You know what car brand’s having a great time right now? Buick. Once the stereotypical fixed-income ride, the brand has bounced back from an era of low sales with a strong lineup and some bold decisions. While the marque previously committed to going all-electric by 2030, the cull of dealers that came with the EV announcement may have contributed to greater success well before the brand goes electrified for the American market.
The Lucid Gravity was on an extremely slow roll for the first six months of the year, and Shelby has a new Mustang with an absolutely eye-watering price tag.


Welcome back to The Morning Dump, where we crack open the car news stories you’ll want to know about, extract the juices, and blend it all into one protein-rich smoothie.
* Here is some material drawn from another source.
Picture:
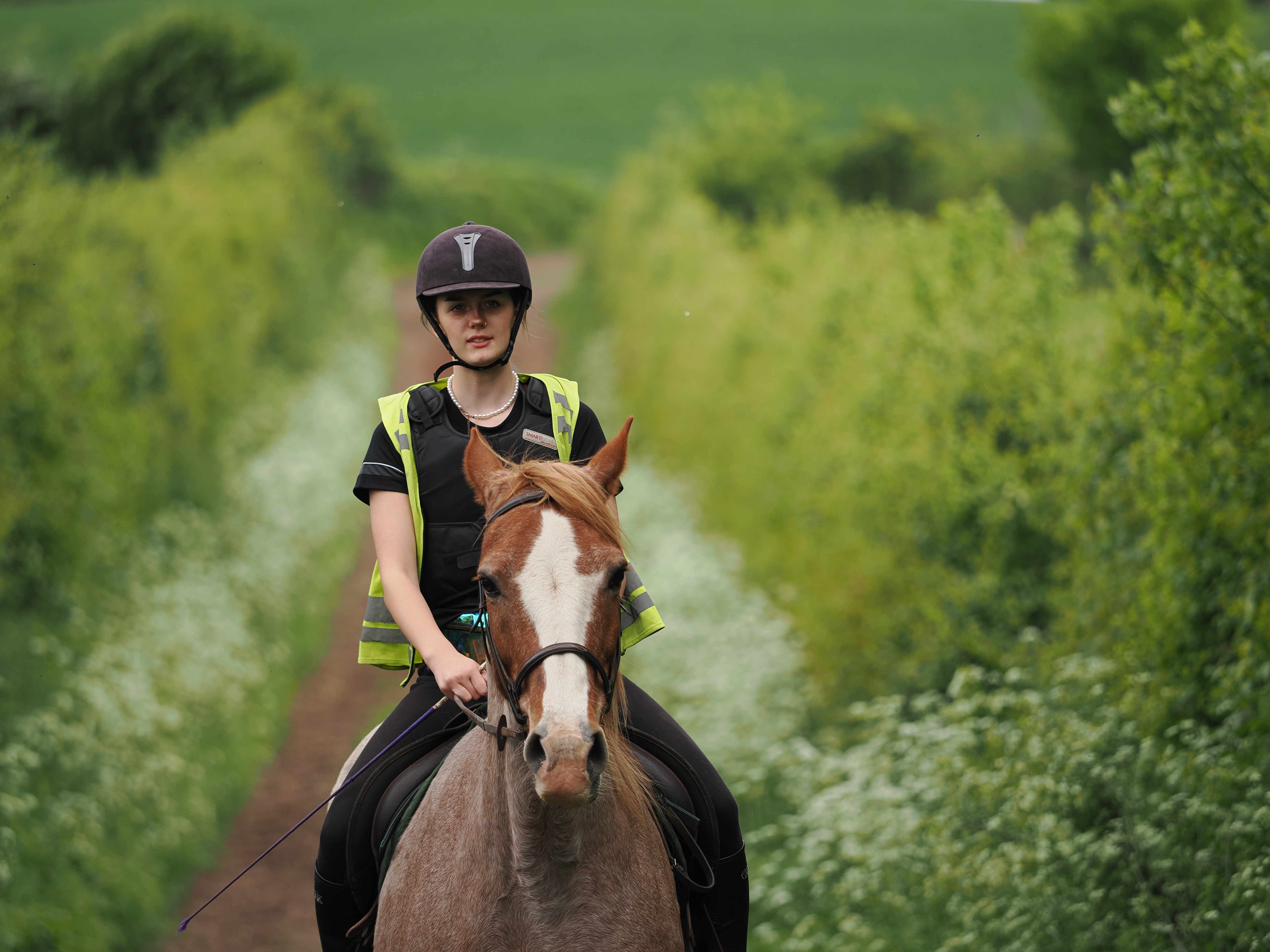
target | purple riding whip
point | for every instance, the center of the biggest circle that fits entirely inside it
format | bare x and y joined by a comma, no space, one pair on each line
334,793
Matt’s at Monterey Car Week, so I’ve been handed the reins today. Let’s get cracking.
Buick Is Absolutely Crushing It

Sometimes, certain decisions have more upside than they first appeared to offer. For instance, high-sulfur fuel may be cheap, but it also turns out that the former use of it on shipping routes in the North Atlantic may have been an accidental case of climate engineering, with emissions clouds so dense, they may have actually helped keep the ocean cool. That’s dirty technology, though, but sometimes an equal secondary upside comes from clean technology, or even just the announcement of it. Buick’s plan to go all-electric by 2030 seems to already be paying off well before electric Buicks have even been unveiled for America.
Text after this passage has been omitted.